わ、私は彼に何を…………一体何をさせているんだ……。
「……ん、出来た。」
「ありがとう、……なんかごめん。」
「いや。…………それにしても、」
頭から足までじっくり見られて
「…………俺色だな。」
「ヴッ……あ、その……私も思った…………。」
「ふふっ、嫌か?」
「い、嫌じゃないよ!!その、」
ちゃんと言葉にして伝えられないけれど、私は、私の心は焦凍くんの物だって言えてるみたいで、
「…………身につけてて、誇らしい色だよ。」
「……そっか。」
優しく微笑んだ焦凍くん。
「ちょっと歩いてみるか?ヒールなんて日頃履かねぇだろ。」
「う、うん。」
焦凍くんが差し出してくれた手に手を重ね、よいしょ。と立ち上がる。
「う、わ…………」
やはりと言うべきか。潜入捜査以外ではよっぽど履かないヒール。上手く足が前に進まない。
「大丈夫か?」
「なんか……あれだ…………竹馬…………。」
「ぶっ。竹馬って!!……どっちかって言うと逆だろ!」
た、確かに。それはそうなんだけど、それほどに歩きにくい!!痛い!!って言うか焦凍くんは笑いすぎ!!
「うわっ!?」
「うおっ。」
竹馬のことを考えたりしたからだろうか、ヒールが滑り転けそうになって、焦凍くんに抱きつく。
「あっぶな…………。」
「……………………パーティーで、こんな感じで男に抱きついたりとかするなよ。」
「ふ、不可抗力過ぎるよ!?」
「嫌ならずっと俺の隣にいてくれ。」
そう言って無邪気に笑った焦凍くんは、それが私にとって嫌がらせにでもなると思っているのだろうか。
「そんなの、……当たり前、…………じゃん。」
あぁ、また顔は赤くなってるだろうな。焦凍くんこっち見て嬉しそうに笑ってるから絶対そうだ。

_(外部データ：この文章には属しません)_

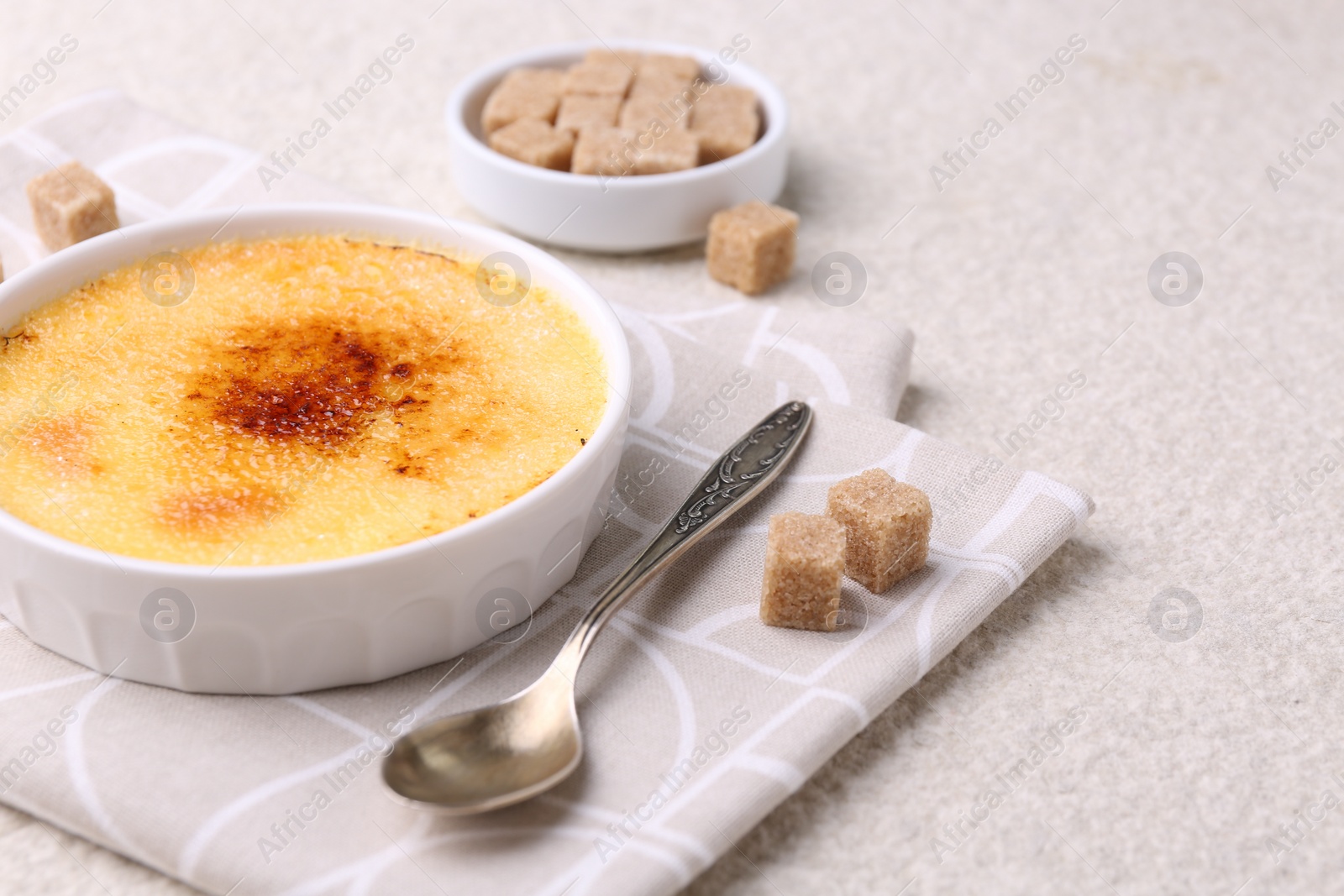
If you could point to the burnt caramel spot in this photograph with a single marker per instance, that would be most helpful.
(319, 385)
(65, 445)
(202, 512)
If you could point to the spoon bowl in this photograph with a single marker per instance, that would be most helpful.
(492, 757)
(514, 750)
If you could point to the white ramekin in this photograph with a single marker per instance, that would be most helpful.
(612, 214)
(284, 629)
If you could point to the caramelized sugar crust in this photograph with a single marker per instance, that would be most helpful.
(313, 398)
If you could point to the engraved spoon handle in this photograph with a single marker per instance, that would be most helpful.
(737, 477)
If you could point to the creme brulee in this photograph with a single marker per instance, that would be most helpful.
(313, 398)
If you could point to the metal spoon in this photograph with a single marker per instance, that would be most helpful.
(511, 752)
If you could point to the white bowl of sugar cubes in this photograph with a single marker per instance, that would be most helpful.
(617, 148)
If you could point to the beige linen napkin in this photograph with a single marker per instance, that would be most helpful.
(698, 719)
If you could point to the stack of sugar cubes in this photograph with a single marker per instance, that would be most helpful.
(875, 531)
(620, 113)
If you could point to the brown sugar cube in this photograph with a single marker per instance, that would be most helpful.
(71, 204)
(886, 527)
(675, 149)
(726, 121)
(752, 246)
(683, 67)
(582, 110)
(804, 564)
(597, 76)
(647, 113)
(535, 143)
(524, 93)
(632, 60)
(608, 152)
(726, 98)
(725, 137)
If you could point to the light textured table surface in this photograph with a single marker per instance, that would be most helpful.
(1030, 264)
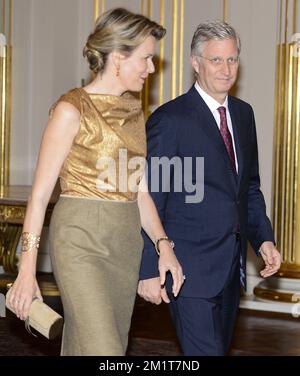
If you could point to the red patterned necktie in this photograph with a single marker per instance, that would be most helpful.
(227, 136)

もう……。
「……ほんと、綺麗すぎるな。」
そう呟くと、焦凍くんは顔を近づけて、え、ちょ、
「………………ちょっと我慢してくれ。」
「は、ちょ、なに、」
耳元で声がしたかと思えば、首筋に柔らかな感触。
「んっ!?」
擽ったくて身をよじるが、焦凍くんに押さえつけられ動けない。
「な、なにして、っ!?」
ぢゅっ。そんな音と同時に鋭い痛み。
「………………ん。」
「ん、じゃ、な、なくて…………!!!なに、いまの、」
最後痛かったんだけど……!?か、噛んだ!?噛まれた!?なんで!?
「あー………………虫、除け。」
「虫除け!?」
なんだそれ。赤くなったりしてないと良いけど……。
「そろそろ親父たちも準備終わったんじゃねぇか?」
「そ、そうだね…………行こっか。」
なんとも納得がいかないというか、意味がわからないままだったが今はそれどころじゃない。
私は焦凍くんに縋り付くようにして、高いヒールを響かせた。